DSIJ Mindshare

HSIL: Recommendation Review

We had recommended HSIL in DSIJ Vol. 27, Issue No. 4 (dated January 30–February 12, 2012). We had recommended the stock based on the company's dominant position in the sanitaryware market. We believe that HSIL is a clear beneficiary of the growth in the industry, which is at around 10-12 per cent per annum. The company is also undertaking a capacity expansion process, which will continue in FY13.

HSIL has two business verticals, viz. sanitaryware (47 per cent of revenues) and the container glass division (53 per cent of revenues). Its business is well diversified across all territories in India.

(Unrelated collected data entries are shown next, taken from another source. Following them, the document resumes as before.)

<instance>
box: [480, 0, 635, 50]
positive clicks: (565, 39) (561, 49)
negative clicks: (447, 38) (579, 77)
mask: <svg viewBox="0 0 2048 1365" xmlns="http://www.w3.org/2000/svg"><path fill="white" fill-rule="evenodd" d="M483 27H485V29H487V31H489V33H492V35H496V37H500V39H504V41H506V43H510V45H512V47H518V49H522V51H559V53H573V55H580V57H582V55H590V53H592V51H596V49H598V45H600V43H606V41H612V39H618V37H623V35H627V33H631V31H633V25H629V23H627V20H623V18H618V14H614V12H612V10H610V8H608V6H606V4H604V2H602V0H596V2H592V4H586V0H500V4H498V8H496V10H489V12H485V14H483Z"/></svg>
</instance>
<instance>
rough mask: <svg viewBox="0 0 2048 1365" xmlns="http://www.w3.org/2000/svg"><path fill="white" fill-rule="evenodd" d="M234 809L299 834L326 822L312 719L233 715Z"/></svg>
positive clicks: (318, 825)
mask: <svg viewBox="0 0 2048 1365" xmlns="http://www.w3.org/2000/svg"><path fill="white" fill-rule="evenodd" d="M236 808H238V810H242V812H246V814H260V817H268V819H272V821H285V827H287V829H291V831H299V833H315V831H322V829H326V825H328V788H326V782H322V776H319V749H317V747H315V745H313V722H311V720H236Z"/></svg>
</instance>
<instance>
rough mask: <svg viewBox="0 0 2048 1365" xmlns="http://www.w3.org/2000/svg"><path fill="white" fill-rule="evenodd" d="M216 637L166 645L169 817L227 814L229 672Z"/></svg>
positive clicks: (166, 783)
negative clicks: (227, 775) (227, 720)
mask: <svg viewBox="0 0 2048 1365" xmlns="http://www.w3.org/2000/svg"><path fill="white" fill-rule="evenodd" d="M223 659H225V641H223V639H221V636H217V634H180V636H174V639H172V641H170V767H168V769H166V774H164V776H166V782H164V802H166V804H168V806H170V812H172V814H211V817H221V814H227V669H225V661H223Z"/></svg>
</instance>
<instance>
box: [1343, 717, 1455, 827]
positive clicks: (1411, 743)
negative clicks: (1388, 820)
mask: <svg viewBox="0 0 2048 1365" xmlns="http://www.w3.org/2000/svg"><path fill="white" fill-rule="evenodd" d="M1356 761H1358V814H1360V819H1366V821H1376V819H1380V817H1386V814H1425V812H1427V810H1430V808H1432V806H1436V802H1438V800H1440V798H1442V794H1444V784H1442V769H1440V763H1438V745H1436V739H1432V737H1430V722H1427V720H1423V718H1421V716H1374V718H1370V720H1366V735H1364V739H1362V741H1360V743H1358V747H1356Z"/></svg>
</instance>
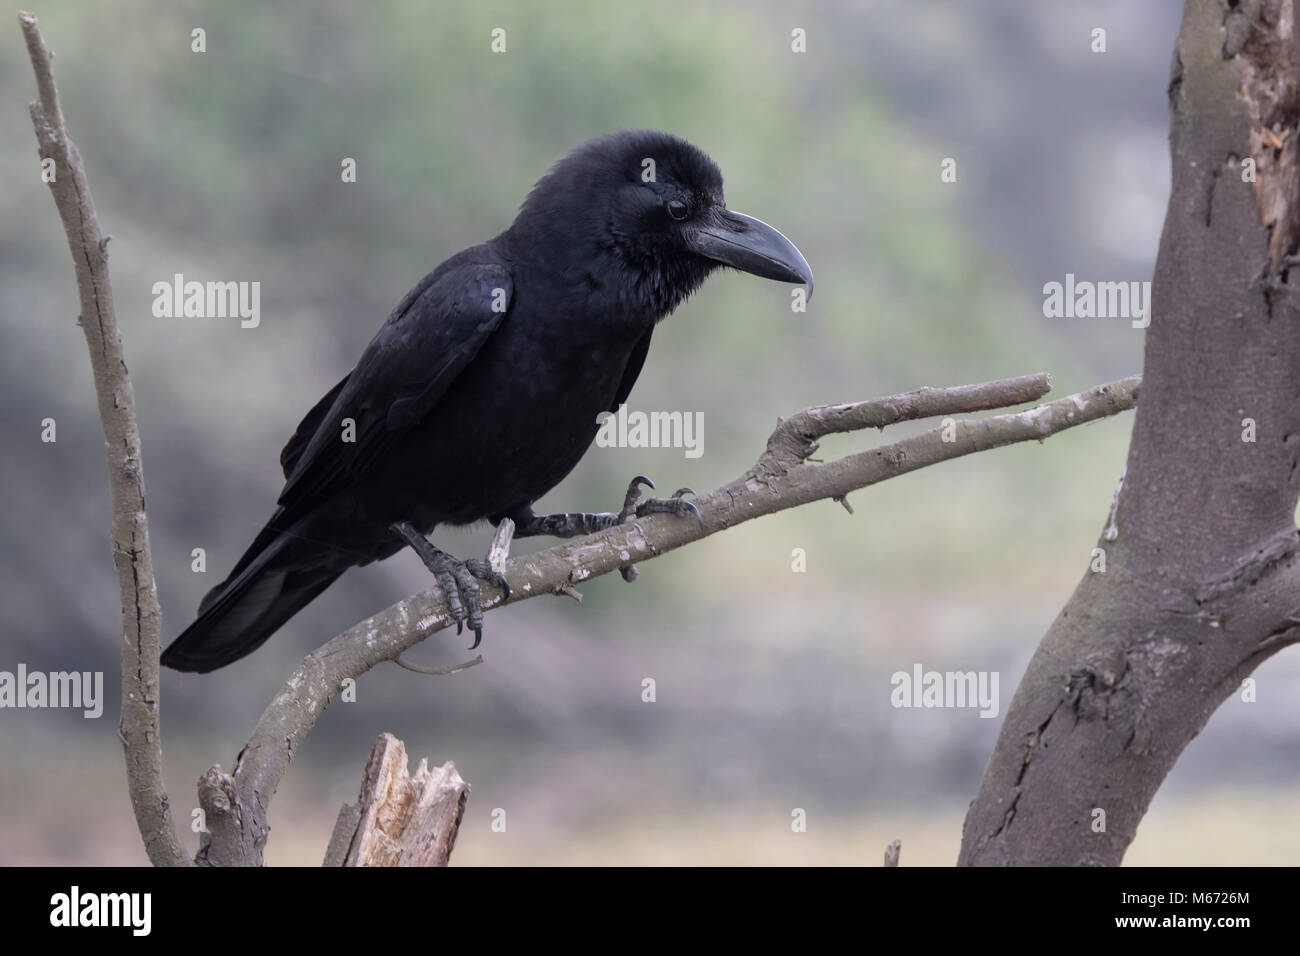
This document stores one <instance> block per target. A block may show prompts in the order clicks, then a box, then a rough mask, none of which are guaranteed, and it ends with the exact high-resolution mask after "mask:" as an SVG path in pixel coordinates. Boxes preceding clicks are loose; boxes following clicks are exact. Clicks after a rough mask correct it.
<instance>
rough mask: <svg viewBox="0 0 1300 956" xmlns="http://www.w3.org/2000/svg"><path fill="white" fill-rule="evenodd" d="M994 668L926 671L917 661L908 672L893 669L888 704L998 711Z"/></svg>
mask: <svg viewBox="0 0 1300 956" xmlns="http://www.w3.org/2000/svg"><path fill="white" fill-rule="evenodd" d="M997 680H998V675H997V671H927V670H926V669H924V667H922V666H920V665H919V663H914V665H913V666H911V672H907V671H894V674H893V676H891V678H889V683H891V684H892V685H893V691H891V692H889V704H892V705H893V706H896V708H954V709H961V708H979V709H980V711H979V715H980V717H987V718H993V717H997V713H998V700H997Z"/></svg>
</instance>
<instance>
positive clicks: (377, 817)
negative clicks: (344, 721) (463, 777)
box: [325, 734, 469, 866]
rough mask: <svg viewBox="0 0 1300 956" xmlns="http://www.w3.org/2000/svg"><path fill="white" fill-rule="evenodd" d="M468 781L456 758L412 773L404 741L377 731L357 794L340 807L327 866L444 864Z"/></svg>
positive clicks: (328, 856) (443, 864) (372, 865)
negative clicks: (410, 770)
mask: <svg viewBox="0 0 1300 956" xmlns="http://www.w3.org/2000/svg"><path fill="white" fill-rule="evenodd" d="M468 797H469V784H468V783H465V782H464V780H463V779H461V778H460V774H458V773H456V767H455V765H454V763H451V762H447V763H443V765H442V766H441V767H435V769H433V770H429V765H428V762H426V761H424V760H421V761H420V766H419V767H417V769H416V771H415V777H412V775H411V774H409V773H408V770H407V754H406V745H404V744H403V743H402V741H400V740H398V739H396V737H395V736H393V735H391V734H380V737H378V740H376V741H374V748H373V749H372V750H370V758H369V760H368V761H367V763H365V774H364V775H363V778H361V792H360V799H359V800H357V803H356V804H344V805H343V809H342V810H339V816H338V822H337V823H335V825H334V835H333V838H330V843H329V849H328V851H326V853H325V865H326V866H446V865H447V860H448V858H450V857H451V848H452V847H454V845H455V843H456V834H458V832H459V831H460V819H461V817H463V816H464V813H465V800H468Z"/></svg>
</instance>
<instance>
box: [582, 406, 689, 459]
mask: <svg viewBox="0 0 1300 956" xmlns="http://www.w3.org/2000/svg"><path fill="white" fill-rule="evenodd" d="M595 423H597V424H598V425H599V427H601V428H599V431H598V432H597V433H595V444H597V446H598V447H602V449H682V450H684V454H685V455H686V458H699V457H701V455H702V454H703V453H705V414H703V412H702V411H649V412H647V411H628V406H625V405H620V406H619V410H617V411H616V412H611V411H602V412H601V414H599V415H597V416H595Z"/></svg>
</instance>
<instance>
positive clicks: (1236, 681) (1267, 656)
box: [961, 0, 1300, 865]
mask: <svg viewBox="0 0 1300 956" xmlns="http://www.w3.org/2000/svg"><path fill="white" fill-rule="evenodd" d="M1294 31H1295V18H1294V16H1292V5H1291V0H1256V1H1255V3H1249V1H1247V0H1242V1H1239V3H1236V1H1231V0H1188V3H1187V5H1186V10H1184V14H1183V22H1182V27H1180V30H1179V35H1178V43H1177V48H1175V52H1174V65H1173V75H1171V79H1170V86H1169V98H1170V109H1171V126H1173V131H1171V156H1173V195H1171V196H1170V202H1169V212H1167V217H1166V220H1165V230H1164V235H1162V237H1161V243H1160V252H1158V256H1157V261H1156V276H1154V284H1153V290H1152V291H1153V302H1152V323H1151V326H1149V329H1148V330H1147V355H1145V369H1144V375H1143V394H1141V403H1140V407H1139V410H1138V418H1136V421H1135V425H1134V434H1132V440H1131V446H1130V451H1128V464H1127V470H1126V475H1125V479H1123V484H1122V488H1121V492H1119V494H1118V510H1117V512H1115V527H1117V528H1118V535H1117V536H1115V537H1114V540H1109V537H1108V535H1106V533H1104V535H1102V537H1101V538H1100V540H1099V542H1097V546H1099V548H1101V549H1104V550H1105V571H1104V572H1099V574H1092V572H1088V574H1086V575H1084V578H1083V580H1082V581H1080V583H1079V587H1078V589H1076V591H1075V593H1074V594H1073V597H1071V598H1070V601H1069V602H1067V604H1066V606H1065V609H1063V610H1062V611H1061V614H1060V617H1058V618H1057V619H1056V622H1054V623H1053V624H1052V627H1050V630H1049V631H1048V633H1047V636H1045V637H1044V639H1043V643H1041V645H1040V646H1039V649H1037V653H1036V654H1035V657H1034V659H1032V661H1031V663H1030V666H1028V670H1027V672H1026V675H1024V679H1023V680H1022V683H1021V685H1019V689H1018V691H1017V693H1015V697H1014V700H1013V701H1011V706H1010V708H1009V709H1008V713H1006V719H1005V723H1004V726H1002V731H1001V735H1000V737H998V743H997V747H996V750H995V753H993V756H992V760H991V762H989V766H988V769H987V771H985V775H984V780H983V786H982V788H980V792H979V795H978V797H976V800H975V801H974V804H972V805H971V808H970V812H969V814H967V817H966V826H965V831H963V839H962V851H961V862H962V864H965V865H997V864H1056V865H1079V864H1096V865H1115V864H1118V862H1119V861H1121V860H1122V857H1123V855H1125V851H1126V848H1127V847H1128V844H1130V842H1131V840H1132V838H1134V834H1135V831H1136V829H1138V823H1139V821H1140V819H1141V817H1143V814H1144V813H1145V812H1147V808H1148V805H1149V804H1151V800H1152V797H1153V796H1154V793H1156V790H1157V788H1158V787H1160V784H1161V782H1162V780H1164V779H1165V777H1166V775H1167V774H1169V771H1170V770H1171V769H1173V766H1174V762H1175V761H1177V760H1178V757H1179V754H1180V753H1182V752H1183V748H1186V747H1187V744H1188V743H1190V741H1191V739H1192V737H1193V736H1196V734H1197V732H1200V730H1201V727H1204V726H1205V722H1206V721H1208V719H1209V717H1210V714H1212V713H1213V711H1214V709H1216V708H1218V705H1219V704H1222V702H1223V701H1225V700H1226V698H1227V697H1229V696H1230V695H1232V692H1234V691H1235V689H1236V688H1238V687H1239V685H1240V683H1242V680H1243V678H1244V676H1245V675H1248V674H1251V671H1253V670H1255V669H1256V667H1257V666H1258V665H1260V663H1261V662H1262V661H1265V659H1268V658H1269V657H1271V656H1273V654H1275V653H1277V652H1278V650H1281V649H1282V648H1283V646H1287V645H1290V644H1294V643H1296V640H1297V639H1300V566H1297V562H1296V553H1297V549H1300V533H1297V529H1296V524H1295V512H1296V499H1297V494H1300V473H1297V468H1296V464H1297V453H1300V403H1297V397H1300V376H1297V369H1300V311H1297V282H1300V276H1297V274H1295V273H1294V272H1292V265H1294V263H1292V261H1291V260H1290V256H1292V255H1294V254H1295V252H1296V246H1297V238H1300V228H1297V226H1300V203H1297V196H1296V182H1297V177H1296V173H1297V163H1296V160H1297V135H1296V134H1297V130H1296V125H1297V117H1300V99H1297V91H1296V43H1295V34H1294ZM1249 160H1253V166H1255V176H1253V182H1251V181H1249V179H1251V178H1252V177H1251V174H1249V173H1251V165H1252V164H1251V163H1249ZM1160 172H1161V170H1154V169H1153V170H1152V174H1153V176H1156V174H1160ZM1252 428H1253V438H1255V440H1253V441H1249V438H1251V437H1252V436H1251V431H1252ZM1087 557H1088V555H1080V563H1083V562H1084V559H1086V558H1087ZM1099 809H1100V810H1104V812H1105V830H1104V831H1095V830H1093V826H1092V825H1093V821H1095V818H1097V817H1096V814H1095V810H1099Z"/></svg>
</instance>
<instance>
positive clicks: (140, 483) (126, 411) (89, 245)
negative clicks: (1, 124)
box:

The southern market contributes 30 per cent of its revenues, the north accounts for 25 per cent and 45 per cent comes from the rest of India. Higher volumes and better realisations have been key to the growth in both the divisions of this company. It has the biggest network of distributors and retailers in this industry, which is another factor that we considered while recommending the stock. Its brand, Hindware, enjoys a dominant market position with a 40 per cent market share, and adds 68 per cent to the total revenues of the company.

HSIL’s margins have been increasing over the last five years. It recorded an impressive growth of 21 per cent in the topline and 27 percent in the bottomline for 9MFY12. In the recently-concluded quarter, the company reported sales growth of 22 per cent, but its net profit saw a decline of six per cent mainly due to the rupee depreciation. Given that the rupee is still over the 52 per dollar mark, we see the company’s profitability taking some more beating going forward. With this rationale, we believe that investors should take this opportunity to book profits in the counter at its CMP of Rs 166, which gives an impressive 25 per cent capital appreciation from the recommended price of Rs 133.